Adéntrate en el fascinante mundo del tiburón gris

Aitana Bellido · 19 noviembre, 2018
Este gran depredador se encuentra en peligro de extinción porque estamos destruyendo su hábitat.

El tiburón gris, localizado mayoritariamente por la zona del Indo-Pacífico, es una especie de tamaño mediano que suele morar por las barreras de coral de nuestro planeta. Este discreto escualo, amenazado por la pesca humana, puede verse muy perjudicado por la paulatina desaparición de los arrecifes de coral.

Hábitat y morfología del tiburón gris

Podemos encontrar esta especie de tiburón vagando por las aguas tropicales del océano Índico, el Pacífico y el mar que conecta ambos, cercano a Indonesia. Esta especie suele preferir aguas cálidas y superficiales de no más de 800 metros de profundidad.

El tamaño máximo que puede alcanzar el tiburón gris es de 2 metros y medio de largo, con un peso máximo de 37 kilos.
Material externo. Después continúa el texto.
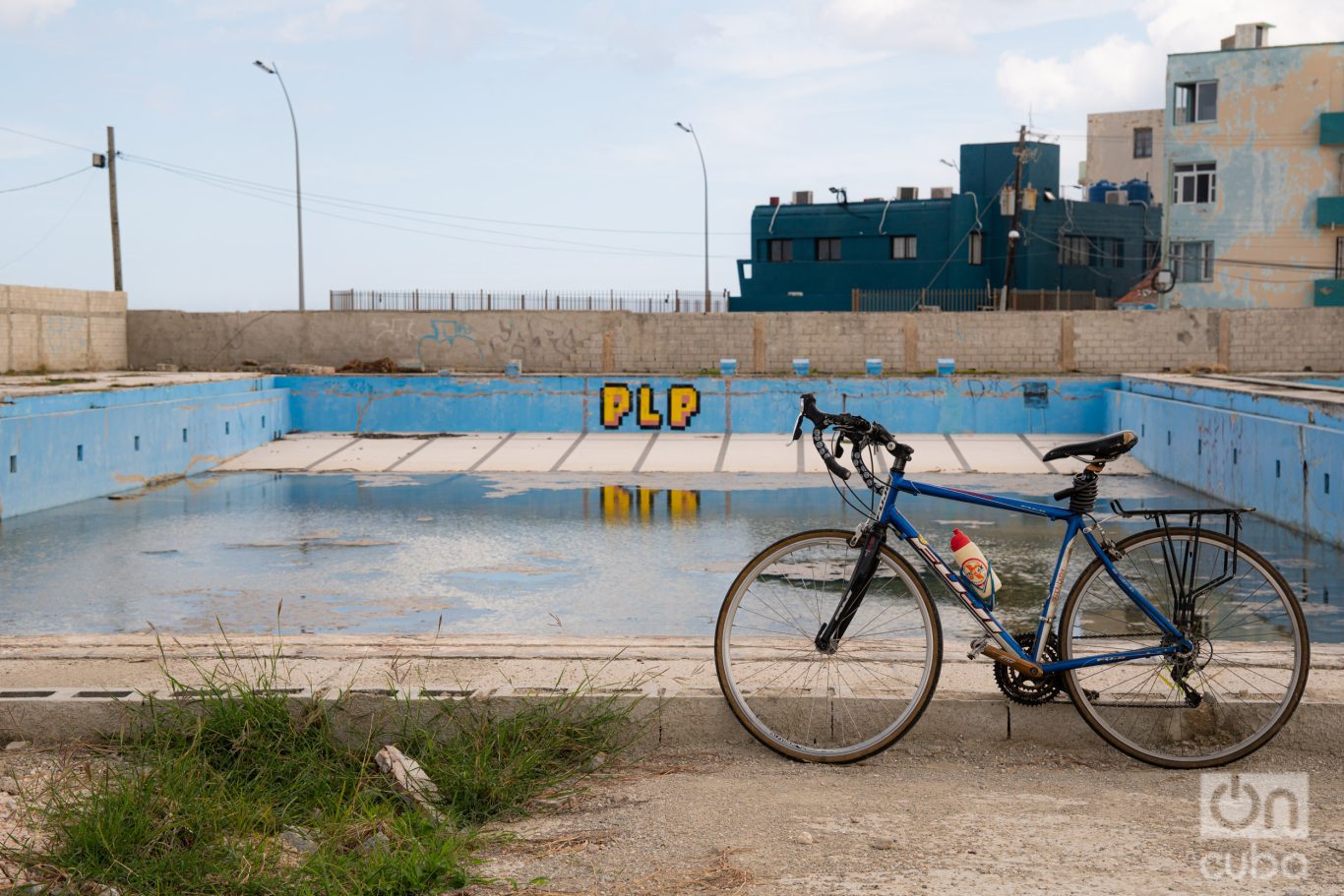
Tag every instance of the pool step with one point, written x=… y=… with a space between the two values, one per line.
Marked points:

Su esperanza de vida suele ser de unos 25 años. Esta especie cuenta con un  gran sentido del olfato que hace sea el perfecto depredador de calamares y pulpos, aunque también suele alimentarse de especies que viven típicamente en mar abierto.

Tiburón gris.

El tiburón  gris, un depredador muy sociable

A pesar de la tendencia generalizada de los tiburones a vagar solos  por el océano, esta especie puede encontrarse formando grupos de hasta 100 ejemplares que permanecen activos tanto durante el día como durante la noche. Su tamaño, superior al de otros tiburones que habitan las aguas cercanas a los arrecifes, hace de él una de las especies más dominantes del Indo-Pacífico.

El tiburón gris es vivíparo, lo cual implica que los huevos se desarrollan en el interior de la hembra, que dará a luz a las crías vivas. El embarazo dura entre 9 y 14 meses y suele producir entre 1 y 6 ejemplares. Los machos alcanzan la madurez sexual en torno a los 4 o 5 años de edad, mientras que las hembras tardan una media de entre 6 y 8 años en estar listas para reproducirse.
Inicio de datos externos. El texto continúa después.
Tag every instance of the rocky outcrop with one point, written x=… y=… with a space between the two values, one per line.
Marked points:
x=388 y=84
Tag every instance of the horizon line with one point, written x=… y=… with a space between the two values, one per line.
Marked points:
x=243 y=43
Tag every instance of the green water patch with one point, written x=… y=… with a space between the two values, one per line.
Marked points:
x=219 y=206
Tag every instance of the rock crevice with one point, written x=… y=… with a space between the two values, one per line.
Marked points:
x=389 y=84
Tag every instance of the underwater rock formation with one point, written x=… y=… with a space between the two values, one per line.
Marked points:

La pesca y los arrecifes de coral

Tiburones grises con un banco de peces.

El principal enemigo del tiburón gris es, como suele pasar en cada vez más casos, el hombre. La pesca comercial y la destrucción de los arrecifes de coral, principalmente por la utilización de métodos de arrastre que acaban con hectáreas enteras de hábitats naturales, están empezando a hacer mella en la población del tiburón gris.
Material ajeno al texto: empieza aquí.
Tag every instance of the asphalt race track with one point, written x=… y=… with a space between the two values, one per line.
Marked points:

La cultura  culinaria asiática, por añadidura, valora mucho esta especie en platos populares como sopas, así como para la producción de comida para peces. Los tiburones grises no suponen una amenaza real para el ser humano, y solo atacan si hay una fuente de comida cercana que les abra el apetito.

El gobierno australiano está financiando iniciativas locales para determinar el estado actual de sus poblaciones de tiburón gris y ha financiado hace poco un estudio de la organización Threatened Species Network (TSN) en Queensland.